A expressão «sem tir-te nem guar-te» visitou-me hoje. Meia hora depois, alguém…
Isto vem a propósito de um encargo que de
repente, sem aviso… me foi cometido. É uma frase feita da nossa língua, mais ou
menos comum, pelo menos em uso literário… Tir(a)-te, desvia-te, guar(da)-te!…
Há maneiras de falar e palavras mais
próprias de certas zonas do país. A mesma coisa pode ter nomes ou qualidades
diferentes. Fui-me lembrando do que ouvi ao Prof. Carlos Cupeto em recente passeio-caminhada
pelas arribas do Alcabrichel (Porto Novo – convento velho de Penafirme –
arribas – vale – Porto Novo). Falou da influência do território, do chão, sobre
a vida e cultura dos que nele vivem e pisam. Deu o exemplo das cantigas de
Borba, Vila Viçosa e outras terras alentejanas. Não são o chamado cante
alentejano. São muito características e formam, por assim dizer, uma zona
demarcada.
Lembrei logo o que diz Fernão Lopes no
prólogo da Crónica de Dom João I; que
a afeição mundanal dos que «tiveram carrego de ordenar histórias» dos senhores
«em cuja mercê e terra viviam» os levava a encarecer os feitos bons, mas a
tratar mais miudamente os menos bons ou maus…; a «mundanal afeição» significa
parcialidade. Além do longo costume e tempo, a conformidade entre o
entendimento e a terra tem outra causa, «que é a fome, recebendo refeição para
o corpo, o sangue e o espírito gerados de tais viandas têm uma tal semelhança
entre si que causa esta conformidade».
Cupeto falou, se bem me lembro, da qualidade
de vinhas e das saias, que conheci por ter vivido vários anos em Estremoz.

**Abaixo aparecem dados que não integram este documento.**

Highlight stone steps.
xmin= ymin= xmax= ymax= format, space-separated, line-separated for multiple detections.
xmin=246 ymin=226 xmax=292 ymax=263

Curiosamente, tive há dias um presente de
amigo recente, alentejano de Santa Eulália, perto de Campo Maior. Sabedor, de
conversa, parceiro de excursão da AUTITV, do interesse por estas coisas,
ofereceu-me uma colecção de saias, que guardo, juntamente com recolhas de
décimas e outros versos trazidos da minha experiência estremocense. Aqui ficam
algumas saias…
O Senhor da Piedade /Tem vinte e quatro
janelas / Quem me dera ser pombinha /Para pousar numa delas / Quem me dera ser
pombinha / Para pousar numa delas / O Senhor da Piedade / Tem vinte e Quatro
janelas
Eu não sou como a figueira / Que dá fruto
sem flor / Não olhes para mim, não olhes / Eu não sou o teu amor / Não olhes
para mim, não olhes / Eu não sou o teu amor / Eu não sou como a figueira / Que
dá fruto sem flor
Trago dentro do meu peito / Ao lado do coração / Duas palavras que dizem / Amar-te, sim, deixar-te, não / Duas palavras que dizem / Amar-te, sim, deixar-te, não / Trago dentro do meu peito / Ao lado do coração.